Purpose: : Sympathetic ophthalmia typically requires long term immunosuppressive therapy. Drug-free remission has been reported with high-dose short-term chlorambucil therapy; however, follow-up was brief and sustained remission remained questionable. This study was conducted to evaluate the effectiveness and long-term safety of chlorambucil in treatment of sympathetic ophthalmia, and its ability to achieve sustained, drug-free remission.

Methods: : Retrospective review of patients diagnosed with sympathetic ophthalmia and treated with a high-dose short-term chlorambucil protocol from January 1970 to December 2010 at the University of Illinois-Chicago Department of Ophthalmology and Consultores Oftalmologicos, Buenos Aires, Argentina. Descriptive data were collected and presented as proportions and percentages. Bivariate analyses are presented as associations with p-values calculated by Fishers Exact testing.
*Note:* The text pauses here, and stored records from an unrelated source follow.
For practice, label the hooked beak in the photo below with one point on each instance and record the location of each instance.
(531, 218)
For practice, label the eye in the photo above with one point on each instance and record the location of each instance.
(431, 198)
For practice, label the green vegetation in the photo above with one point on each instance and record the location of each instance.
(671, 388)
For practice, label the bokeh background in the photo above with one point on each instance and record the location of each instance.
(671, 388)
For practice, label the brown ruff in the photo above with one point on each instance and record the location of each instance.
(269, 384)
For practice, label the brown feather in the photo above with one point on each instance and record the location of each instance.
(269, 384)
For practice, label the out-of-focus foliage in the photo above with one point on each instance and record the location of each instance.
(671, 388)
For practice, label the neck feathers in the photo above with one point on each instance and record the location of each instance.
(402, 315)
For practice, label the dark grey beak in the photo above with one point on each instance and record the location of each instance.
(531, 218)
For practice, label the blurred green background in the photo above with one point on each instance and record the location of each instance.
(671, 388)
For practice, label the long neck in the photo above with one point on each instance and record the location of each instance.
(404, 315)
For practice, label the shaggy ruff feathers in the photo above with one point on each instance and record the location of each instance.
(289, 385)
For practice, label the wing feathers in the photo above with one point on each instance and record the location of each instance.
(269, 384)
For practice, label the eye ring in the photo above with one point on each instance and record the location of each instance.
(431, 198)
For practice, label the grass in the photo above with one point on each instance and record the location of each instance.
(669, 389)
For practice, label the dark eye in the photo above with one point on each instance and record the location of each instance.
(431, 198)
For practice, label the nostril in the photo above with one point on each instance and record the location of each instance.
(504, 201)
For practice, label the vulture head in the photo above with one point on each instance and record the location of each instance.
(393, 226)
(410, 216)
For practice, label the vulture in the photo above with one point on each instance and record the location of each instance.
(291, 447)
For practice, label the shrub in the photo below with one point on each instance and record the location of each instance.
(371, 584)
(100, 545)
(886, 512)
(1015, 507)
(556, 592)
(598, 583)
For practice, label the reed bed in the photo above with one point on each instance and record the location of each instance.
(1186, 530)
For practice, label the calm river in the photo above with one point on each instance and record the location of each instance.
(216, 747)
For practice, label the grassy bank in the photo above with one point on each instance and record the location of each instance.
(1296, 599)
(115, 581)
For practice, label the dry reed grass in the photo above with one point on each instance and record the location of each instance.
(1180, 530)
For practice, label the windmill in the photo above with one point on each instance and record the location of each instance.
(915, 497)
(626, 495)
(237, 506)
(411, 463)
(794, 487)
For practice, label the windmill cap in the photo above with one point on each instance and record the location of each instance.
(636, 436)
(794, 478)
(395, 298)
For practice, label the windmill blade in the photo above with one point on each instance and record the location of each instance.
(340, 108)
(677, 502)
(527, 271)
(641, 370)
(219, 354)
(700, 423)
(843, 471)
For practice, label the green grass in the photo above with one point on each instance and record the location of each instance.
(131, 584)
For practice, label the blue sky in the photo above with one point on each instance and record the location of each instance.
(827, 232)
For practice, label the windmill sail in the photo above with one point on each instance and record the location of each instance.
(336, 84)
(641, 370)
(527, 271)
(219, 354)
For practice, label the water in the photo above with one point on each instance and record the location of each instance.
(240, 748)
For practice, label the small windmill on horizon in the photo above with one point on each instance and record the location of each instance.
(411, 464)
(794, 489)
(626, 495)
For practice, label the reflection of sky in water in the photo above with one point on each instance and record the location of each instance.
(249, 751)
Results: : 11 cases of sympathetic ophthalmia treated with short-term, high dose chlorambucil were identified. Cases were treated for an average of 14 weeks (range 13.0-18.4). Mean follow-up was 93.3 (range 58-137) months from initiation of chlorambucil therapy. Control of inflammation was achieved in 100% of patients. 2 patients (22.2%) relapsed after 49 and 122 months, respectively. Both relapses were controlled with topical therapy, additional immunomodulatory therapy was not required. No patients developed systemic malignancies, although 1 patient developed a conjunctival Karposi’s Sarcoma thought to be unrelated to therapy.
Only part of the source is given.